The first has to do with the difference between the rendering of the transformation spaces in my paintings and in the computer model. The computer is programmed and works through set parameters, following rules based on Elliott’s coding. This allows for variation, but not the kind generated from “error” or a new situation that occurs by breaking away from the rules of the system. In comparison, the transformation spaces in the paintings are all delineated by my hand and through human calculation. Comparing the geometries drawn by hand versus those generated through computer programming, a keen eye may see how, sometimes, my desire to make the application of the geometric spaces “work” in a painting was overriding what could have been a more pragmatic approach. This was not intentional (I was sincerely trying to correctly map these geometries), but in retrospect I am comfortable saying that I made mistakes. These errors are what some of us painters call “aha” moments—meaning they result in unintentional and unpredictable surprises that add to the overall piece. These are the kinds of gestural errors the computer cannot make.
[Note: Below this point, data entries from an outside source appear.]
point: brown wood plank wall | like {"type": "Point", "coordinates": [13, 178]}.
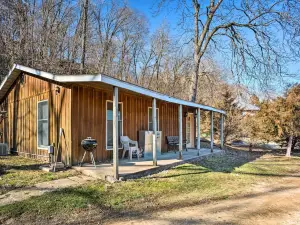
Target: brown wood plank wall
{"type": "Point", "coordinates": [22, 116]}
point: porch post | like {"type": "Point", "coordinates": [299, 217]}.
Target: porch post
{"type": "Point", "coordinates": [211, 131]}
{"type": "Point", "coordinates": [198, 130]}
{"type": "Point", "coordinates": [222, 131]}
{"type": "Point", "coordinates": [154, 125]}
{"type": "Point", "coordinates": [180, 130]}
{"type": "Point", "coordinates": [115, 134]}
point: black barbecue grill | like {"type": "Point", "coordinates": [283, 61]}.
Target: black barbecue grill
{"type": "Point", "coordinates": [89, 145]}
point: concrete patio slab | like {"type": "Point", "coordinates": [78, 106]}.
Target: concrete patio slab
{"type": "Point", "coordinates": [143, 167]}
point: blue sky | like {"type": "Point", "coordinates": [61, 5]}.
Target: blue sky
{"type": "Point", "coordinates": [170, 16]}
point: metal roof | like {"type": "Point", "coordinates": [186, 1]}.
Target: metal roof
{"type": "Point", "coordinates": [18, 69]}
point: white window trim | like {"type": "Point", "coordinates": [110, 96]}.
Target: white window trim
{"type": "Point", "coordinates": [157, 115]}
{"type": "Point", "coordinates": [106, 124]}
{"type": "Point", "coordinates": [37, 125]}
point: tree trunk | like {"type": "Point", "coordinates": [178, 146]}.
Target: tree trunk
{"type": "Point", "coordinates": [84, 35]}
{"type": "Point", "coordinates": [289, 148]}
{"type": "Point", "coordinates": [250, 147]}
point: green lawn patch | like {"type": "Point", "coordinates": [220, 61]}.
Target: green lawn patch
{"type": "Point", "coordinates": [215, 178]}
{"type": "Point", "coordinates": [17, 172]}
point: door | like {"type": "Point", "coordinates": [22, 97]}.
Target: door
{"type": "Point", "coordinates": [190, 131]}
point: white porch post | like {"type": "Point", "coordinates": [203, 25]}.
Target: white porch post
{"type": "Point", "coordinates": [198, 130]}
{"type": "Point", "coordinates": [115, 134]}
{"type": "Point", "coordinates": [211, 131]}
{"type": "Point", "coordinates": [154, 125]}
{"type": "Point", "coordinates": [180, 130]}
{"type": "Point", "coordinates": [222, 131]}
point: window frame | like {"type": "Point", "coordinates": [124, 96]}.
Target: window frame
{"type": "Point", "coordinates": [157, 116]}
{"type": "Point", "coordinates": [44, 147]}
{"type": "Point", "coordinates": [120, 103]}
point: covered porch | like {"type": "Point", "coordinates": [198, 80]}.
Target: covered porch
{"type": "Point", "coordinates": [118, 169]}
{"type": "Point", "coordinates": [144, 167]}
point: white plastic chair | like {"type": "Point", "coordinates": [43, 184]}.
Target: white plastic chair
{"type": "Point", "coordinates": [130, 146]}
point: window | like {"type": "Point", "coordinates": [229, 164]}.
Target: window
{"type": "Point", "coordinates": [150, 127]}
{"type": "Point", "coordinates": [43, 124]}
{"type": "Point", "coordinates": [109, 124]}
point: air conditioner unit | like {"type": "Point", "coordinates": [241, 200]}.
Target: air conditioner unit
{"type": "Point", "coordinates": [146, 140]}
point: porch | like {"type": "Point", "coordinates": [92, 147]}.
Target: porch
{"type": "Point", "coordinates": [144, 167]}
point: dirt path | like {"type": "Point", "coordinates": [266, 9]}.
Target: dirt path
{"type": "Point", "coordinates": [41, 188]}
{"type": "Point", "coordinates": [268, 205]}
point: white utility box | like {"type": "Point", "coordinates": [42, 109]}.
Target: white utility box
{"type": "Point", "coordinates": [146, 140]}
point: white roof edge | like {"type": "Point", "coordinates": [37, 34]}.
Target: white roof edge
{"type": "Point", "coordinates": [107, 80]}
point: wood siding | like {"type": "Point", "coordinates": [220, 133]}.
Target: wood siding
{"type": "Point", "coordinates": [22, 116]}
{"type": "Point", "coordinates": [89, 118]}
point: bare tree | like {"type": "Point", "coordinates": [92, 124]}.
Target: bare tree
{"type": "Point", "coordinates": [246, 30]}
{"type": "Point", "coordinates": [84, 34]}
The second noteworthy observation was made by Giuseppe Longo. We were discussing a mid-20th century Italian painting of a woman, a painting I observed hanging in an exhibit at the Museum D’Orsay, Paris, France. The composition, Longo said, seemed similar to a Renaissance painting he had seen some time ago depicting Mary, the Mother of Christ. As we were talking, I opened the browser on my laptop to show Longo the collaboration Elliot and I made. After demonstrating the interactivity of Sticks to him, he casually says to me “It’s got many vanishing points. You’ve made many Madonnas.” This remark made me realize something I had not really thought of before though now, looking back, seems quite obvious. Affine geometry structures the spatial mappings of many vanishing points for one object. In other words, it presents a visual representation of potential displacements of an object in space—not just one orientation of an object space, but the possibility of multiple orientations; not just one Madonna, but infinitely many. The representation of sequential rotations and translations of objects in affine spaces allows us to create object concepts in an infinity unbounded by a single point, something which can help us construct an idea about coordinate systems in which all the universe is organized. Such cognitive orientations help us navigate in the three-dimensional world. Through art we can see how such ideas have been visualized through the centuries. Just like our representations of it, our intuition of coordinated space, according to 20th-century French psychologist and philosopher Jean Piaget, is developed through a series of thought processes constructed by our actions and interactions with objects in the world.